Lowe’s Companies, Inc. (LOW) has entered into a asset purchase agreement with Orchard Supply Hardware Stores (OSH) in which Lowe’s, the world’s second largest home improvement retailer, will acquire the majority of Orchard’s assets for about $205 million. Lowe’s will also assume Orchard’s payables to suppliers.
To facilitate the sale and restructure its balance sheet, San Jose, California-based Orchard has voluntarily filed for Chapter 11 bankruptcy protection. The agreement will serve as the “stalking horse bid” in the auction and bankruptcy process, meaning that others can come in and offer a higher bid to buy the assets and Lowe’s will receive a fee if it ends up losing the auction. According to Lowe’s, an alternative bidder must offer at least $217 million, which includes a break-up fee and expense re-imbursement.
In the deal, Lowe’s will acquire a minimum of 60 of Orchard’s 91 neighborhood hardware and garden stores, mostly located in heavily populated areas of California. Those 91 stores, which are focused on paint, repair and backyard items, generated $657 million in revenue last year for Orchard. In contrast, Lowe’s reported sales of $50.5 billion in 2012. It is expected that the vast majority of the Orchard stores will operate as usual during the bankruptcy and sale.
Upon receiving all necessary approvals and the completion of the sale, Orchard will operate as a separate business, keeping its brand, management team and associates, with Lowe’s serving as the parent company.
“The steps we are taking today allow us to definitively address our balance sheet issues in order to fully execute on our brand transformation and growth strategies. We believe that Lowe’s offer is a validation of Orchard’s unique market opportunity and of our strategy to capture it,” said Mark Baker, president and chief executive of Orchard.
Debt-riddled Orchard was previously owned-by Sears Holdings Corp. (SHLD) and spun-out in late 2011.
“Orchard’s neighborhood stores are a natural complement to Lowe’s strengths in big-box retail, offering smaller-format hardware and garden stores catering to the needs of local customers. Strategically, the acquisition will provide us with immediate access to Orchard’s high density, prime locations in attractive markets in California, where Lowe’s is currently underpenetrated,” said Mr. Robert A. Niblock, Chairman, president and chief executive of Lowe’s.
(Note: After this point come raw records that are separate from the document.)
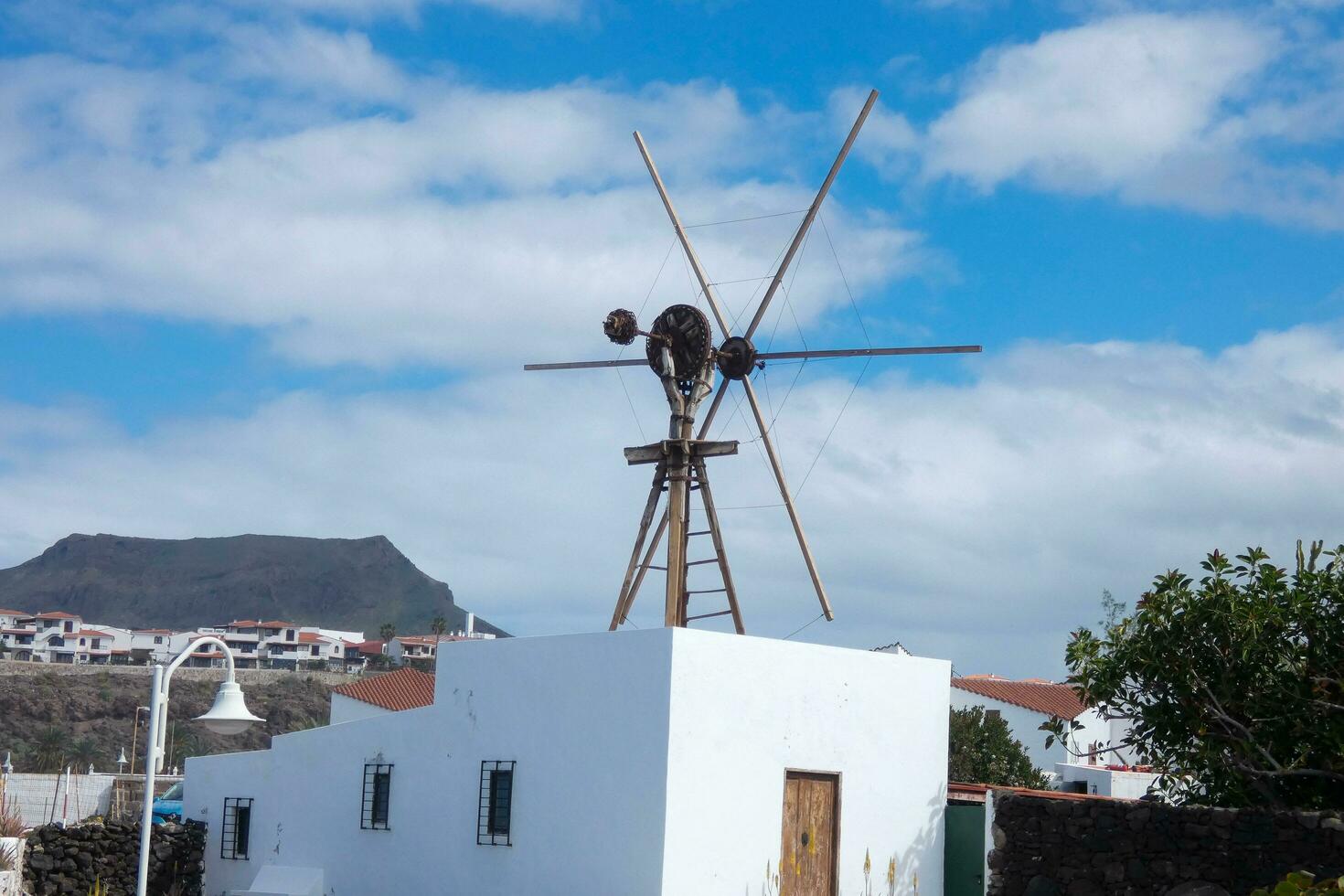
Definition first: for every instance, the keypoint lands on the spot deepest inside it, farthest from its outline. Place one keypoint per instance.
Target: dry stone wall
(1050, 847)
(73, 860)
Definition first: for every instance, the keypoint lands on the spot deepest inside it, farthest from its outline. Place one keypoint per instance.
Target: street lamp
(228, 716)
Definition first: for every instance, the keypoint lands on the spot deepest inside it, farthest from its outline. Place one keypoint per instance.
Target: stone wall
(71, 860)
(1087, 847)
(245, 676)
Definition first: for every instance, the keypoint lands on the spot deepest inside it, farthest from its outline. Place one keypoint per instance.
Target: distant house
(378, 695)
(403, 649)
(1029, 703)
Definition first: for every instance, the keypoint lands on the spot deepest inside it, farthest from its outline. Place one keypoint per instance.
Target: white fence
(46, 798)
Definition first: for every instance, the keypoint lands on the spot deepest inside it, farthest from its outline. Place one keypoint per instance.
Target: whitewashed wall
(746, 709)
(603, 805)
(585, 718)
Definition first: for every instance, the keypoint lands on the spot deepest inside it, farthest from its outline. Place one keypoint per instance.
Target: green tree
(1234, 684)
(981, 750)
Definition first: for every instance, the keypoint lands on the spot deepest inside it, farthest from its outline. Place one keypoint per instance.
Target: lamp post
(134, 731)
(229, 716)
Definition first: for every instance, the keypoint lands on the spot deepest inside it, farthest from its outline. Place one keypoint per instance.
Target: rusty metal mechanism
(737, 357)
(680, 351)
(621, 326)
(684, 331)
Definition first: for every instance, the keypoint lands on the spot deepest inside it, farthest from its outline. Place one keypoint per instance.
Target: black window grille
(496, 810)
(378, 792)
(237, 829)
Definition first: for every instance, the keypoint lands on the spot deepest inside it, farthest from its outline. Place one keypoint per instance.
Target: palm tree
(50, 749)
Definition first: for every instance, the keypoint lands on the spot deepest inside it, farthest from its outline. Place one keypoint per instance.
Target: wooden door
(811, 835)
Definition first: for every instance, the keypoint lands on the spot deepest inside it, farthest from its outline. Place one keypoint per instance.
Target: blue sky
(273, 268)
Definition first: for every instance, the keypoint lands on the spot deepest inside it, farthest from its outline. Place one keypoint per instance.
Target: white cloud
(542, 10)
(976, 520)
(1097, 105)
(887, 140)
(314, 58)
(402, 235)
(1189, 111)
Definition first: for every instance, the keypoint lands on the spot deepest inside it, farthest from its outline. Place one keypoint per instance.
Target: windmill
(679, 348)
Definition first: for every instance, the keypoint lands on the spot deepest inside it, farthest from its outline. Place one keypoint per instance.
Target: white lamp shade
(229, 715)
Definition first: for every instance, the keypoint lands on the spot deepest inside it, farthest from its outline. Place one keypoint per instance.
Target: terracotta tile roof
(976, 793)
(400, 689)
(1035, 695)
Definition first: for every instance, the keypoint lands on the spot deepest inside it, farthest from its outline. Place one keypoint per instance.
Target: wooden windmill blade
(680, 351)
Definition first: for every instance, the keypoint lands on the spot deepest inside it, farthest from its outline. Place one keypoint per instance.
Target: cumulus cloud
(403, 234)
(1198, 111)
(987, 513)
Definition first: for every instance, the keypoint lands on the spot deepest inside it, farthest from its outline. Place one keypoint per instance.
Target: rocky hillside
(339, 583)
(50, 720)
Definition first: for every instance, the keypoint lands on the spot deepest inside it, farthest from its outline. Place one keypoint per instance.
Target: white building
(663, 761)
(1106, 781)
(1029, 703)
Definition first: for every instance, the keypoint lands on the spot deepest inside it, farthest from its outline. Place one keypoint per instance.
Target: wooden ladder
(700, 484)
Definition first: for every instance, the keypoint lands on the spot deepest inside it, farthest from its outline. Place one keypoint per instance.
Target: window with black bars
(378, 792)
(237, 829)
(496, 810)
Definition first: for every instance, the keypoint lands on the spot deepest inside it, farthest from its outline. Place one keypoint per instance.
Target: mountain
(337, 583)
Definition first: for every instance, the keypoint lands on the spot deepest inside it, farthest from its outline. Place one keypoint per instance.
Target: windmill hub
(621, 326)
(684, 331)
(679, 348)
(735, 357)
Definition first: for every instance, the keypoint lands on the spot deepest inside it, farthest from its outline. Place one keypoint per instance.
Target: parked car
(168, 806)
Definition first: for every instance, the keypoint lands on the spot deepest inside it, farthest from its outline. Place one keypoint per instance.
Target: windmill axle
(684, 329)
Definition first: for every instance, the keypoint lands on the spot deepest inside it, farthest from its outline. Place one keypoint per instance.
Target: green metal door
(964, 850)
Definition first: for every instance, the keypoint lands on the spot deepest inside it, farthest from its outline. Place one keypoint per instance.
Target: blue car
(168, 807)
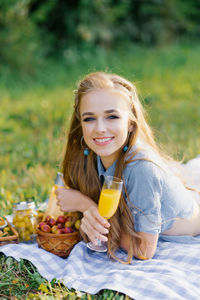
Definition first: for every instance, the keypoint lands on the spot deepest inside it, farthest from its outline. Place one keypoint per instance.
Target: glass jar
(25, 220)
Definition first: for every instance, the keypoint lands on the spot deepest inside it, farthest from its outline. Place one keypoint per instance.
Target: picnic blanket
(173, 273)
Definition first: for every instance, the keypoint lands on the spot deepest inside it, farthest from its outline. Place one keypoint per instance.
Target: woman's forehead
(105, 99)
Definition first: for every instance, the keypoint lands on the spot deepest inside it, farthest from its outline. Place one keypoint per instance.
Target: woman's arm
(73, 200)
(148, 245)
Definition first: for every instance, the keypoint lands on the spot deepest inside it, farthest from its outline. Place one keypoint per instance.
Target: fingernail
(105, 239)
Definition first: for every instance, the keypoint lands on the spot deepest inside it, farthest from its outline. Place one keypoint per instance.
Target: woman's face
(105, 122)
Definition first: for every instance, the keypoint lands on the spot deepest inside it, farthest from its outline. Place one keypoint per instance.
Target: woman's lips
(103, 140)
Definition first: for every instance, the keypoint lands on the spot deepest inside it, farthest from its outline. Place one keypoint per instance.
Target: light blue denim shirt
(156, 196)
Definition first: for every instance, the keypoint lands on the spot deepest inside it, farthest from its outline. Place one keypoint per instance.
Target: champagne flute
(108, 203)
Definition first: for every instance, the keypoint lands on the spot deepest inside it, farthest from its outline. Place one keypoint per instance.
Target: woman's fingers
(94, 225)
(91, 232)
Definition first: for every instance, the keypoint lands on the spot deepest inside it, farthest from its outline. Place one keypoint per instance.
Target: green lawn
(34, 113)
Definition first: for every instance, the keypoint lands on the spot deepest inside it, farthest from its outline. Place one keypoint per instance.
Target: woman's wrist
(85, 203)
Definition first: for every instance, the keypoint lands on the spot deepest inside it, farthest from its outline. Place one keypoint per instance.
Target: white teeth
(103, 140)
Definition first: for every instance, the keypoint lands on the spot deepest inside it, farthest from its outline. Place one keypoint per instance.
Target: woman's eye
(88, 119)
(113, 117)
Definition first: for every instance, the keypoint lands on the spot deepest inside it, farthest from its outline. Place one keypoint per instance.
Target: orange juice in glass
(108, 203)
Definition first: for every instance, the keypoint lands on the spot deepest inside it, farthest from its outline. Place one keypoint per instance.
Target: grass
(34, 115)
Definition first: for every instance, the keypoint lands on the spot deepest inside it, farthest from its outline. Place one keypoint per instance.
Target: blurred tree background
(33, 30)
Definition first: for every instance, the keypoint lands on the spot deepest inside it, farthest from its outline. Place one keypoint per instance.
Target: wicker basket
(10, 239)
(58, 244)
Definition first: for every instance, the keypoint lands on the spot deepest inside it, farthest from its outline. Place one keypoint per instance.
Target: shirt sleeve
(144, 187)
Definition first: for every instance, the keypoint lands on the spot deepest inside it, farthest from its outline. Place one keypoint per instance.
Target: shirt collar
(101, 171)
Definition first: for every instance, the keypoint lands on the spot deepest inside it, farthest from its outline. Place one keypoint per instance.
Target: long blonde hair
(80, 172)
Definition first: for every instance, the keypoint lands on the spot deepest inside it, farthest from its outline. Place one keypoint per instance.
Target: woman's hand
(95, 226)
(71, 200)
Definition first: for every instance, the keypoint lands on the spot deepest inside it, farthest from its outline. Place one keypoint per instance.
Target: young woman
(110, 136)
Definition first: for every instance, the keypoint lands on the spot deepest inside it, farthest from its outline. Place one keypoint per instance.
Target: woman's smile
(102, 141)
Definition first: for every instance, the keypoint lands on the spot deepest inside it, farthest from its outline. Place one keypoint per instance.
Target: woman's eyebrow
(109, 111)
(87, 113)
Lowes currently operates 110 stores across California.
Shares of Orchard have been crushed over the past year, dropping from around $20 each last June to bottoms around $1.45 in recent months. Shares are trading ahead on Monday morning by about 9 percent at $2.05 after jumping to $2.55 at the opening bell. Shares of Lowe’s are up by three-quarters of a percent at $41.46 and are ahead by more than 50 percent in the past year.